How long can the US economy’s ‘Goldilocks’ moment last?
Investors were breathing two big sighs of relief on Friday. Thursday evening brought news that a port workers strike from Maine to Texas, which threatened to paralyze the economy, would end after just a few days. Then came Friday’s ebullient jobs report.
The U.S. economy added 254,000 jobs in September, well above estimates for 150,000. Job totals for July and August were revised up. The three-month moving average of job gains, a helpful gauge to smooth out monthly volatility, stood at 186,000 in September, up from 140,000 in August.
That looks close to a “Goldilocks” report—warm enough to reassure investors that the U.S. economy is chugging along, but not so hot that it dissuades the Federal Reserve from continuing to cut rates at a gradual pace. Futures markets are pricing in a 99% chance of a quarter-point rate cut at the Fed’s next meeting in November, according to the CME Group’s FedWatch tool.
But investors should remember that even Goldilocks didn’t have long to enjoy her porridge before the bears showed up.

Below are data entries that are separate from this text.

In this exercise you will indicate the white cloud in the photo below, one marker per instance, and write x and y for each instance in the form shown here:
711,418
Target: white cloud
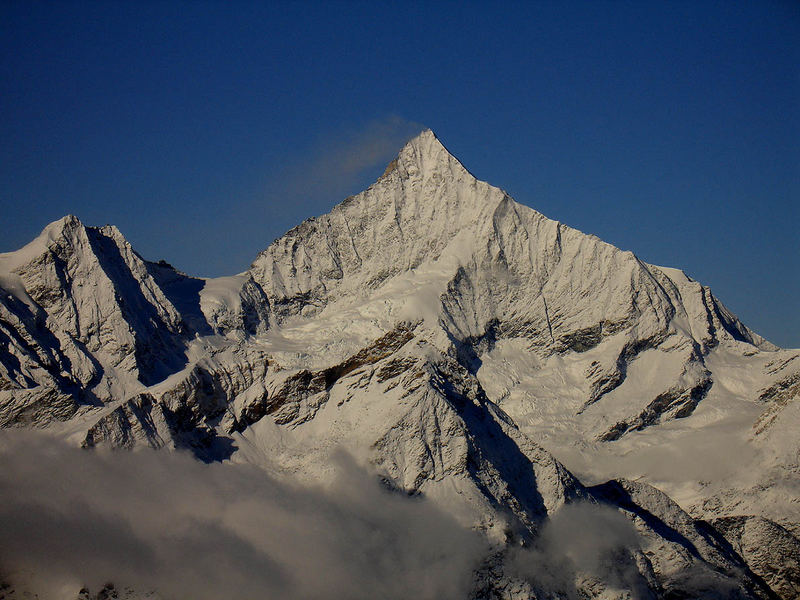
164,521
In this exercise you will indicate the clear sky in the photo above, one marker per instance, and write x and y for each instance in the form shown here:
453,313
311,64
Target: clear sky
205,130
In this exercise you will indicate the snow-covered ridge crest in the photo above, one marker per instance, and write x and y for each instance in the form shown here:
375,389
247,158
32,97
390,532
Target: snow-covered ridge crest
435,328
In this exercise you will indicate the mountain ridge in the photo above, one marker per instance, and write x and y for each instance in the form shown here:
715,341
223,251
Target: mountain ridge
437,328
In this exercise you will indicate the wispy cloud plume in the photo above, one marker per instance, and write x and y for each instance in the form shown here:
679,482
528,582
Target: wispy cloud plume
335,165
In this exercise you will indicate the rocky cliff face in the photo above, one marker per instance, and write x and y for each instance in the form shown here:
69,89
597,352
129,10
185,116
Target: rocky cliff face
457,340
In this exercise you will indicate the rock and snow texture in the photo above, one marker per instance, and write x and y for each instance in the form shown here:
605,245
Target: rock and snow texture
464,345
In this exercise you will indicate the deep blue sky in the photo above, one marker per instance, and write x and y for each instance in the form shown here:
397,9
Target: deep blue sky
204,131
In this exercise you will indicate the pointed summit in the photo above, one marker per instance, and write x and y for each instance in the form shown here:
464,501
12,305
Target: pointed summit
424,155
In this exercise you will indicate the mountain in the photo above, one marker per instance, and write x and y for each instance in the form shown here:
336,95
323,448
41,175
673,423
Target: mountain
473,352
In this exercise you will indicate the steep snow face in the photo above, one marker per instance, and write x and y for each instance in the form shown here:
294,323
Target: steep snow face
451,339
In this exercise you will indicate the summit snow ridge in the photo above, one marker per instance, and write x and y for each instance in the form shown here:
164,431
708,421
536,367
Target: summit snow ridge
436,328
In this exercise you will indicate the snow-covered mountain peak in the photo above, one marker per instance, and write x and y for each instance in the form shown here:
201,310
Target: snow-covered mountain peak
425,156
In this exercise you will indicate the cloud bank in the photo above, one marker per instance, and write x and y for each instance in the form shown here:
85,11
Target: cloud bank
163,521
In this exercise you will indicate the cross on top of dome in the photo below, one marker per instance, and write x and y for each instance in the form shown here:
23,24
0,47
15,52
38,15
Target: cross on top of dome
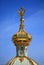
21,11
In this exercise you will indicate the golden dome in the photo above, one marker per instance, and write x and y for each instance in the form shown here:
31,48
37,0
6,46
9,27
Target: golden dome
21,38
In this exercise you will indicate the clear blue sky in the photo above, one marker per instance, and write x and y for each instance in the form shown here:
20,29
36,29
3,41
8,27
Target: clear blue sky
9,25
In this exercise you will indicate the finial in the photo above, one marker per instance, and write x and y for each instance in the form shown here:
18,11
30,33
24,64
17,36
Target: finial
21,11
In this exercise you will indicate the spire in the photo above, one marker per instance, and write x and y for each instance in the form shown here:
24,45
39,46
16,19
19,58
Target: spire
21,13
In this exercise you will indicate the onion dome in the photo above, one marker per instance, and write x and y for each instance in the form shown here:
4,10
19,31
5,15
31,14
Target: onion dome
21,61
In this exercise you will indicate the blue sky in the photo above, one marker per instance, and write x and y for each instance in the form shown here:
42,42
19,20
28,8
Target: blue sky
9,25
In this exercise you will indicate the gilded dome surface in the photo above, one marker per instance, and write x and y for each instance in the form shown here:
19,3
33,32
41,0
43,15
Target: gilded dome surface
21,61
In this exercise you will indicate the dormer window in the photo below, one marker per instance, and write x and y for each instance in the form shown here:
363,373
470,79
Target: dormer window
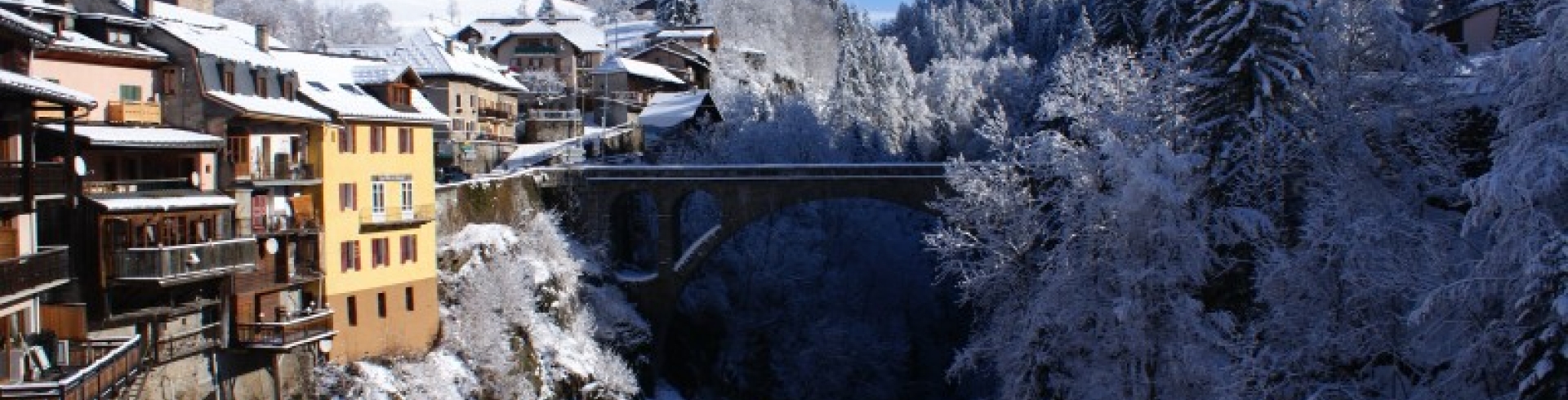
261,83
119,38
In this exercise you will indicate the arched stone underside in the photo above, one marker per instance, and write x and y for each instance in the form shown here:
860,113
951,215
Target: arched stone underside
742,193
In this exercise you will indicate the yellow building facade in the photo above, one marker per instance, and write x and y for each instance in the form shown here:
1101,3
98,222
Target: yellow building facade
375,201
378,239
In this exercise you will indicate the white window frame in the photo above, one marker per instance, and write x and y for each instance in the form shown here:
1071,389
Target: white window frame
378,201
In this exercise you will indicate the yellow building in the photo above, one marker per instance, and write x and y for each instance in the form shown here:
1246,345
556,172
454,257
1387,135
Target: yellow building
376,202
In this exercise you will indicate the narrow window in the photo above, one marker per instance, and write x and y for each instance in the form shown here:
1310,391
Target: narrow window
408,299
381,304
378,198
353,313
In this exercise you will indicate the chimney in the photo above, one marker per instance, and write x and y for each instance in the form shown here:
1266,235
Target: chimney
262,37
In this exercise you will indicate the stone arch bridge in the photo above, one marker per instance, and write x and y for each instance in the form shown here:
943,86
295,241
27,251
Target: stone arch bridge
593,200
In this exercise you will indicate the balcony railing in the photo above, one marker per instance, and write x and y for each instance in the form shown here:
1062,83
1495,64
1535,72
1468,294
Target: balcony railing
394,217
82,371
184,264
283,173
136,113
136,185
537,49
35,270
305,327
555,115
187,344
47,180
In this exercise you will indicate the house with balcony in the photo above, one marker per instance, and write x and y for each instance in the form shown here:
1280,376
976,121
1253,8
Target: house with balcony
376,202
554,54
688,64
477,96
46,350
626,87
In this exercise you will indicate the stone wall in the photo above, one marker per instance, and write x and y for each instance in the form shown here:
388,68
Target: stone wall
507,200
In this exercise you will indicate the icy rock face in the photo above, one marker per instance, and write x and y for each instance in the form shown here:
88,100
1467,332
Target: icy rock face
521,319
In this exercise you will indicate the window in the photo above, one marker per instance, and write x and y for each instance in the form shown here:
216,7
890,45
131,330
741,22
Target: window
345,140
378,140
380,256
353,313
381,304
408,299
228,80
261,82
410,248
350,260
407,192
347,197
131,93
170,80
378,198
405,140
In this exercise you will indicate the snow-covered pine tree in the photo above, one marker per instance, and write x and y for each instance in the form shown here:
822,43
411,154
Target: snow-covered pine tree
678,13
1249,61
1520,201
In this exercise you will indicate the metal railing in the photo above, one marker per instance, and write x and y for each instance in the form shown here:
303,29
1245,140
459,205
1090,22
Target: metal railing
47,180
33,270
555,115
397,216
187,344
300,327
187,260
136,185
292,171
85,371
141,113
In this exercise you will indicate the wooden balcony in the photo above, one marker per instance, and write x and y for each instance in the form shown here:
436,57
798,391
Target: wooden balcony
134,113
76,369
305,327
32,273
172,265
397,217
49,180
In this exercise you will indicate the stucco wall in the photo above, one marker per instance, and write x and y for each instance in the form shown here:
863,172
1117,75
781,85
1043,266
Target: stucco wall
100,82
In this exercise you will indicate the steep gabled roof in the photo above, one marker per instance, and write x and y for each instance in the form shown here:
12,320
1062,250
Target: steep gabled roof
637,68
427,54
333,83
212,35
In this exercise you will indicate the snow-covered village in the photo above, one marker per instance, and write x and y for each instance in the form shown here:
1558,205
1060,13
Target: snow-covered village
783,200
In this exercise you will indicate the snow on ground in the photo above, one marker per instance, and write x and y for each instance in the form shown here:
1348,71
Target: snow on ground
519,320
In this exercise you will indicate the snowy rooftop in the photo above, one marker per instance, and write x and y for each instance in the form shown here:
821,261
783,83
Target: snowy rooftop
581,33
24,25
427,54
49,91
154,201
267,105
637,68
80,42
671,109
218,37
686,33
143,137
327,80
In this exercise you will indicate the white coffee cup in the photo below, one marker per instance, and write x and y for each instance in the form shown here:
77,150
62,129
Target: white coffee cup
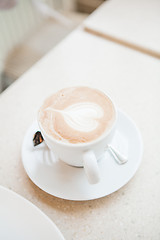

The most obvious thing that could go wrong is geopolitics. Tensions in the Middle East show no sign of cooling and could soon explode. A strike on Iran’s oil facilities, or Iranian retaliation in vital energy shipping lanes, could spike oil prices and herald a return of inflation pressures.
Or inflation fears could creep back up through more ordinary means if jobs numbers keep surprising on the upside. Average hourly earnings in September rose 4.0% from a year earlier, up from 3.9% in August and the strongest pace since May.
Should those trends continue, they would make expectations for a long series of rate cuts look complacent. According to CME Group, expectations now center on a further 1.25 percentage points of cuts between now and the Fed’s meeting in June.
But TS Lombard economist Steven Blitz said in a note on Friday that the Fed could well stop after two quarter-point cuts this year. “There is an inherent inflation problem given the room for private-sector employment to recover and slow growth in the labor force,” he wrote.
Even the universally expected November cut could come into question if next week’s inflation reading is hot, warned UBS Global Wealth Management economist Brian Rose.
All that is to say nothing of the volatility that could accompany the presidential election, which takes place just days before the Fed’s November meeting.
Investors should never overreact to a single month’s jobs report. The most likely scenario for the economy is still a soft landing, aided by a gradually easing Fed. But investors shouldn’t unbuckle their seat belts just yet.